Annual home show is building a following

March 11, 2001

Annual home show is building a following


This year's 16th Annual Home Show offered more than building supplies and remodeling ideas to Richard Sanders of Hagerstown.


"I can't get by the Girl Scout cookies," Sanders said.

The Girl Scouts of America was one of the 85 groups and businesses that had a booth at the Home Show, held Saturday and Sunday at the Athletic Recreation and Community Center at Hagerstown Community College.

Between 3,500 to 4,000 people attended the show, which is put on by the Home Builders Association of Washington County. It was the largest crowd the show has ever had, said Debi Turpin, executive vice president of the association.


Sanders left the event Sunday with boxes of cookies and some tips for replacing windows at his home.

"I came to look and see what some of the people had to offer," he said.

Sanders said he goes to the show every year.

"This year, I was looking for certain things," he said. "Last year, I was just looking."

Turpin called this year's show the best one so far, as well as the best attended.

"I think the thing we can be proudest of is when someone comes to the show, they can find anything they want to build a home," Turpin said. "Without hesitation, I can say it's been the best show to date."

On hand were lawn-care specialists, real-estate agencies and masons to architects, appliance dealers and surveyors.

The show also offered building seminars and a Kids' Clinic, sponsored by Lowe's Improvement Warehouse, in which children built bird houses, bug boxes and peanut butter bird feeders.

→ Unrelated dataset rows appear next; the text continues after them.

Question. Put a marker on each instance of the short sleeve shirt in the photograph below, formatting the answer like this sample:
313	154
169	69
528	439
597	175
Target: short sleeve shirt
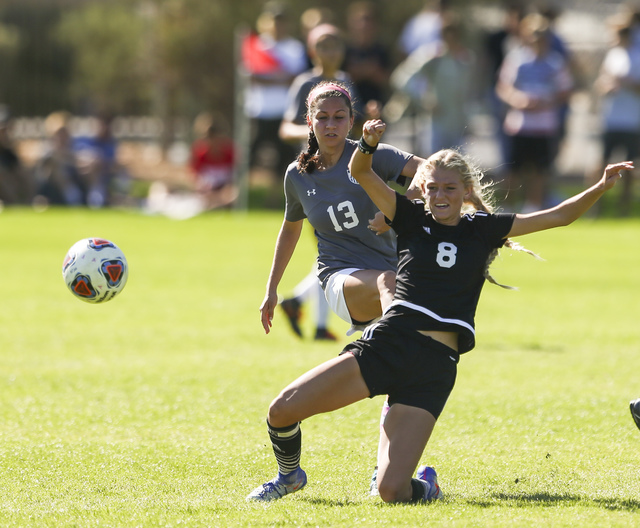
441	268
339	211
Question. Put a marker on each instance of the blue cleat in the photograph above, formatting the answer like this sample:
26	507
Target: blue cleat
635	411
373	486
279	487
429	479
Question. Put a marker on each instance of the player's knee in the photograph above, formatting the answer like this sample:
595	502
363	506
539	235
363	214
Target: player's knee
280	412
387	282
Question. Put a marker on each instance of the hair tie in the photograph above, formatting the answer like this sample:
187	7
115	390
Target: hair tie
323	88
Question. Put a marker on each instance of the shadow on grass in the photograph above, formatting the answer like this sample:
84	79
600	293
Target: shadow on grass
548	499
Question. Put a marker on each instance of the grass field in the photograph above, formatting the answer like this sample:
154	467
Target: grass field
149	410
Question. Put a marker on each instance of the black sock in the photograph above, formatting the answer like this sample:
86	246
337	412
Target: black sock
287	446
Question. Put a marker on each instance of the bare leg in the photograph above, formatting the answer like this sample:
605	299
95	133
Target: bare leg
405	435
368	292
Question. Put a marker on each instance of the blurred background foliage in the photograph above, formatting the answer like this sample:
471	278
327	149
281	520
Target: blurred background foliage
143	57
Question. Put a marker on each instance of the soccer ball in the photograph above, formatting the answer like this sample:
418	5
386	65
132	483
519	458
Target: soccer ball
95	270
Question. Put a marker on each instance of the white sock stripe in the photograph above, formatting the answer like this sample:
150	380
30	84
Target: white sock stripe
284	434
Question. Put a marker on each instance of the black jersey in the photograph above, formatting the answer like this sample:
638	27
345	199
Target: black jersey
441	268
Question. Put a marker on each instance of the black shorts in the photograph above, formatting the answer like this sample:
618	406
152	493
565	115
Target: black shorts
411	368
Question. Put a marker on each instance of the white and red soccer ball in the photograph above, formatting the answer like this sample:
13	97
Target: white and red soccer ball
95	270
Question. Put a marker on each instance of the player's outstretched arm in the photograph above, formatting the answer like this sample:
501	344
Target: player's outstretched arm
571	209
285	246
360	166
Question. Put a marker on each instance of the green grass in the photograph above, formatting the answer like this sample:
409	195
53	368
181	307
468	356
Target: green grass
149	410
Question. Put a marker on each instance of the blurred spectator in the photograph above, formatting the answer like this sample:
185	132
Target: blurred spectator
15	184
449	71
57	176
618	84
533	82
212	156
272	59
367	59
557	44
326	48
496	46
423	28
310	18
107	181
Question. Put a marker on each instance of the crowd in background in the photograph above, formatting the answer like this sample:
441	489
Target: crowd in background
523	73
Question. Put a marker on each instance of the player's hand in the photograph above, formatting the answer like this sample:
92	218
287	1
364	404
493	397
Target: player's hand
267	308
372	131
612	173
378	224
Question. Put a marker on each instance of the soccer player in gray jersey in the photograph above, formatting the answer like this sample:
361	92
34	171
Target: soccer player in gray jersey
356	266
411	354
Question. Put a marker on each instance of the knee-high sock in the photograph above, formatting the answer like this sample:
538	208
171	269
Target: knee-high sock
287	446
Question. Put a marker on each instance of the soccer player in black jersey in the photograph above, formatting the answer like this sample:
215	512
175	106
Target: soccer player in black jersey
411	354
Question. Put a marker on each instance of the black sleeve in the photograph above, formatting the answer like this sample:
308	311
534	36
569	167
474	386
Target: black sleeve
409	214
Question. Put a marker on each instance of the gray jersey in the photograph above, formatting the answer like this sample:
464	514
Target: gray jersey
339	211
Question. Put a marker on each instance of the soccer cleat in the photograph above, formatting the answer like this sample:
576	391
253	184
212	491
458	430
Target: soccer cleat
373	487
279	487
635	411
322	334
428	476
291	308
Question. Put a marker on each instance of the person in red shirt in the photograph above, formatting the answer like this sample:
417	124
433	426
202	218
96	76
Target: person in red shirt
212	157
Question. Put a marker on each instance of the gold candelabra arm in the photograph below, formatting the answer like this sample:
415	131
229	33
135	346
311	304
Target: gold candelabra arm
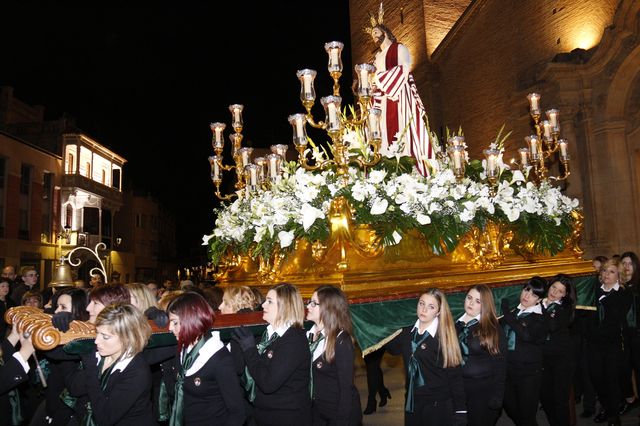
76	262
335	75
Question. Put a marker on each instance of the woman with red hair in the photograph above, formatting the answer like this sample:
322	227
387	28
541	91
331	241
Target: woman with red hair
206	389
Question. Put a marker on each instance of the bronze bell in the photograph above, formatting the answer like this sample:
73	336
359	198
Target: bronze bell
62	277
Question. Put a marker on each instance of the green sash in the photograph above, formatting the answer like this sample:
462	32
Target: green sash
416	379
463	336
88	419
248	382
188	358
314	341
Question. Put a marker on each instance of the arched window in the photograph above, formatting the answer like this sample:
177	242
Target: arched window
70	162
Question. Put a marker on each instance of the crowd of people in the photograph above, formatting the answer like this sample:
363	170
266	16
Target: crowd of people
541	352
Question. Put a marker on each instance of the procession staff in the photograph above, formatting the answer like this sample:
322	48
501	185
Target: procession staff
335	399
432	359
483	346
206	388
558	365
278	366
115	378
526	330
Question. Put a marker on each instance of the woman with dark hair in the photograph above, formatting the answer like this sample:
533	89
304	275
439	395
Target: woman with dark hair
605	355
558	365
525	330
115	378
205	388
104	296
433	361
277	368
630	277
335	399
71	306
483	347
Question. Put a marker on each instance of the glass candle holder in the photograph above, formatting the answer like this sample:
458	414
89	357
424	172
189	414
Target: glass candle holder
534	103
331	106
236	116
218	137
307	90
373	124
334	50
365	73
298	123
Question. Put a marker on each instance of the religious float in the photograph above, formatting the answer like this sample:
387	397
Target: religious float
356	212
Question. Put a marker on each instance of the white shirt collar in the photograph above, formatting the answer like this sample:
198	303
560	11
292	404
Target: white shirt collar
477	317
615	287
535	309
546	303
432	328
280	330
213	345
317	353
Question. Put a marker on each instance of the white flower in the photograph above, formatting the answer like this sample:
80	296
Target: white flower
377	176
423	219
285	238
379	206
309	215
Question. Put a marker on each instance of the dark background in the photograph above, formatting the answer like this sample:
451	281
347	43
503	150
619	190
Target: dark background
147	81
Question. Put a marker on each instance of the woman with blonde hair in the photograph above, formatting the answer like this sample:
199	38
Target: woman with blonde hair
483	347
115	378
335	399
277	368
237	298
432	359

Another attraction was Canstruction, a national community service project in which competitors build structures out of canned and boxed food to benefit non-profit groups.

All of the cans and boxes of food used in the local competition will be donated to Food Resources Inc. of Hagerstown.

The competition was open to professionals, businesses and design classes. Proffit and Pryor Architects, which won the Judges' Favorite award, built a castle called "The Magical Land of Can-melot" out of 4,050 cans and 80 food boxes.

The group used white soup cans for the main walls and cans of beans for towers.

Burrey Moser Gehr Architects won the Structural Ingenuity category for building a Civil War cannon out of 884 cans. Citicorp Credit Services Inc won the Best Meal award by building "A House in the Citi," in which the group constructed a house out of soup cans and used packets of Kool-Aid for the roof. Lakin and Moats Architects and Antietam Design Build and Associates teamed up to create "Canpunzel's Castle" out of 732 cans. The team won the Best Use of Labels award.

Karen Wetzel of Hagerstown said she attends the show every year just to take in all the exhibits and maybe pick up a few ideas. She has been going to the show for at least the last five years.

"I just enjoy seeing the new things they have to offer each year," Wetzel said.

Turpin said, for next year, the Home Builders Association hopes to add more exhibitors and attract more people.

"We're already looking forward to 2002."